The Year of the Flood is Atwood's followup to Oryx and Crake, which I loved. Like Oryx and Crake, The Year of the Flood takes place in a world that is nothing like the one we know, but is so realistic and deeply complex that you can't help but be sucked into it. We are brought back to the same world Atwood portrayed in Oryx and Crake, but offered a refreshingly new perspective. I don't think I can explain this world that would make much sense, but it includes The Gardeners as led by Adam One, Painballers who are excruciatingly punished for their bad behavior, the corrupt and tyrannical CorpSeCorps, and Ren and Toby, two women who have survived the "waterless flood" and are the alternating narrators of the novel. While Oryx and Crake focused more on why the world became a disease ridden planet and its players, The Year of the Flood examines the everyday life of the humans trying to survive in this world.
I read Oryx and Crake back in August and while that wasn't too long ago, the story wasn't fresh in my head. I found myself wishing I had read it right before The Year of the Flood because at first I felt a little lost. I kept questioning my reading comprehension and finally just went with it. About half-way through the novel different elements started to piece together and the story became quite compelling.

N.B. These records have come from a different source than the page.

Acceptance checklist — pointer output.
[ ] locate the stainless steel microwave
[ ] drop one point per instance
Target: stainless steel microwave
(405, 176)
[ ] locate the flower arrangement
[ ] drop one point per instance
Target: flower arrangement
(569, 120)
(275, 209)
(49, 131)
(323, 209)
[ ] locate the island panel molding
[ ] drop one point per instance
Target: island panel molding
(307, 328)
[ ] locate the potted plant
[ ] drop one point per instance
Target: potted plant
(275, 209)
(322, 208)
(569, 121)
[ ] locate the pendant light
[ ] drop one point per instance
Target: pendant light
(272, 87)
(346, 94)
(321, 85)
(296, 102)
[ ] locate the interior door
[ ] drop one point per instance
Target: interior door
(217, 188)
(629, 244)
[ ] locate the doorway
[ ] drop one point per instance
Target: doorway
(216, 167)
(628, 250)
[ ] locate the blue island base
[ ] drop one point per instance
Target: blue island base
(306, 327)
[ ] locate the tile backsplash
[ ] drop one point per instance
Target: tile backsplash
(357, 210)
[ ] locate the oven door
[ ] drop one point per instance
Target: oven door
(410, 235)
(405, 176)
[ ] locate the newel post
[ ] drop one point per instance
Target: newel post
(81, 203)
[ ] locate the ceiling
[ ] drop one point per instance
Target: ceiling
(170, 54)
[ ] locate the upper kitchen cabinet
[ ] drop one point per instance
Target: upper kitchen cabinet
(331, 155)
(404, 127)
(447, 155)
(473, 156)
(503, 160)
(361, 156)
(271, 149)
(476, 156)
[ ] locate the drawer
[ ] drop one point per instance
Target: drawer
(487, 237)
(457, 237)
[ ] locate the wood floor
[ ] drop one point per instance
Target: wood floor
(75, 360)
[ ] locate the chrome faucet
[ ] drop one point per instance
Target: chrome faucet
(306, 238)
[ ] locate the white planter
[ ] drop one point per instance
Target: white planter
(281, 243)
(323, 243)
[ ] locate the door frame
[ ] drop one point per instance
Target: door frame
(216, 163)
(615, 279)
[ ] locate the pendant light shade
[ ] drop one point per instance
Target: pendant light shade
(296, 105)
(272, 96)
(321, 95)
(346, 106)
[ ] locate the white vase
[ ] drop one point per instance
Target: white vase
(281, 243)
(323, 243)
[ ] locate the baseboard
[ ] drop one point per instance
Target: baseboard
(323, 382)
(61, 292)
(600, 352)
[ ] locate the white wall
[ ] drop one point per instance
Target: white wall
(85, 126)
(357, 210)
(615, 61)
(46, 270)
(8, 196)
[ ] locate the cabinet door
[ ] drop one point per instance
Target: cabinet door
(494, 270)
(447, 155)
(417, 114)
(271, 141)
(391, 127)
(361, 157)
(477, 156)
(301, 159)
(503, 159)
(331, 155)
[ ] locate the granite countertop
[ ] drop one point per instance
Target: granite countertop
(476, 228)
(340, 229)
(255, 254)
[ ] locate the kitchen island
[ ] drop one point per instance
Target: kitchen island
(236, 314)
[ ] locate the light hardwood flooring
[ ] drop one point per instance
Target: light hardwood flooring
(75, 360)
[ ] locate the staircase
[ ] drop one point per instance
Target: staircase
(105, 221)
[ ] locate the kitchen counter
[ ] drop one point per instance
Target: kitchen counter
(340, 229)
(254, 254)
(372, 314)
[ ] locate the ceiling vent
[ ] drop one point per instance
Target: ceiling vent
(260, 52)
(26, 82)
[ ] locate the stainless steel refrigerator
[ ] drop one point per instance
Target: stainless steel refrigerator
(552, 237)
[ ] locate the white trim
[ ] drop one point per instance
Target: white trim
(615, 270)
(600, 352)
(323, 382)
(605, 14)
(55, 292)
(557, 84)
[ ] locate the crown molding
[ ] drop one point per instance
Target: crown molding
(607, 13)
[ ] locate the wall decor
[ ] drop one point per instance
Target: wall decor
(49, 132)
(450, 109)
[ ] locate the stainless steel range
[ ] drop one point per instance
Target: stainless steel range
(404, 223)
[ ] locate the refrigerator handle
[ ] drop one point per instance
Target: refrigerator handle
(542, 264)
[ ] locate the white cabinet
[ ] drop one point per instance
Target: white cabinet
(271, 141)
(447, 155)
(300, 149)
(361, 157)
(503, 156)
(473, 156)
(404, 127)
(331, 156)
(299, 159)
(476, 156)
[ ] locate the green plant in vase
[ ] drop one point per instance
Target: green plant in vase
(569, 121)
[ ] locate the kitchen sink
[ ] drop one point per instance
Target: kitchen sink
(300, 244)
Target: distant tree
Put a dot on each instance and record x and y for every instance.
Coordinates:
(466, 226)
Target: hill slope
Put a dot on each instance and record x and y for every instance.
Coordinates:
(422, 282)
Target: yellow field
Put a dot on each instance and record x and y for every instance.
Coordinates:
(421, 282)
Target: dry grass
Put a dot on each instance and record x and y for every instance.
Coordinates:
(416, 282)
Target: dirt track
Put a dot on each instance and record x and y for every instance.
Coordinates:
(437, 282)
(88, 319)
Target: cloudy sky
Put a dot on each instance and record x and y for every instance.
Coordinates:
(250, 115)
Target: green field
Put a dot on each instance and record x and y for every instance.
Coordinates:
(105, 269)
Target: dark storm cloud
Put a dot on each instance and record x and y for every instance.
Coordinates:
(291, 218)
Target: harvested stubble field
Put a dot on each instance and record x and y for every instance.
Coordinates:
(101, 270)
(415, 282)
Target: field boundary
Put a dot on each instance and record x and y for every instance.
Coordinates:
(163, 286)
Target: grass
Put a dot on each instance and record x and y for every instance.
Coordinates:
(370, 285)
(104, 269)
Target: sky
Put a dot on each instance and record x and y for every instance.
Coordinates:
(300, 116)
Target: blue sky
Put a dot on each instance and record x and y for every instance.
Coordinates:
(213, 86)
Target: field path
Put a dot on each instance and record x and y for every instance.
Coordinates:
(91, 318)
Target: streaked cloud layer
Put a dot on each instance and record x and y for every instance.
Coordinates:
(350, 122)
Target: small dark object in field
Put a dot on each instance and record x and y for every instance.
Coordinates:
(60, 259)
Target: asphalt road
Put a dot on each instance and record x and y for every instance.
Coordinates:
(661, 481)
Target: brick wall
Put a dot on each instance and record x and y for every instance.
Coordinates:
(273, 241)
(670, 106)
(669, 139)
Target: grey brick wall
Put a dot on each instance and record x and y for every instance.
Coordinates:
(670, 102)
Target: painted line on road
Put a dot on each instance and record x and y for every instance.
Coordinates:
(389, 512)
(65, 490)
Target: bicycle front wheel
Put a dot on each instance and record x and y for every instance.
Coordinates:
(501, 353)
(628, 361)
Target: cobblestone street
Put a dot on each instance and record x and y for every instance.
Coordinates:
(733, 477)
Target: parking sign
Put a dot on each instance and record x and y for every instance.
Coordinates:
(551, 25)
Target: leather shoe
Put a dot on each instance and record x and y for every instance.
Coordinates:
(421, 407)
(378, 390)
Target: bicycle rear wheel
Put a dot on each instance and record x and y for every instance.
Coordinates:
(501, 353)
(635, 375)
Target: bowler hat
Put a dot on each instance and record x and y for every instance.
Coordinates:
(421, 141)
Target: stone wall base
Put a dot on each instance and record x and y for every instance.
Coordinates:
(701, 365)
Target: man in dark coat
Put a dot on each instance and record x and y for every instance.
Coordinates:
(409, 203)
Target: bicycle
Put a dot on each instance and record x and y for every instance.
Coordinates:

They Year of the Flood speaks to the all-to-familiar complications of modern day technology, genetic engineering, consumerism and authoritarian corporations. In an author's note in the back of the book, Atwood writes, "The Year of the Flood is fiction, but the general tenancies and many of the details are alarmingly close to fact." For me, this is one of the reasons this story, and the dystopians Margaret Atwood creates, are so mind-blowing. These stories seem so far removed from today's world at a glance, but upon further reflection they could very well turn into our reality.
Publisher: Bloomsbury, 2009
A note on this edition: I found this UK edition at Half Price Books and loved the cover. Lately I have been thinking I like UK cover art more than it's US counterpart. Or, as Jackie from FarmLaneBooks suggested, maybe we just want what we can't have.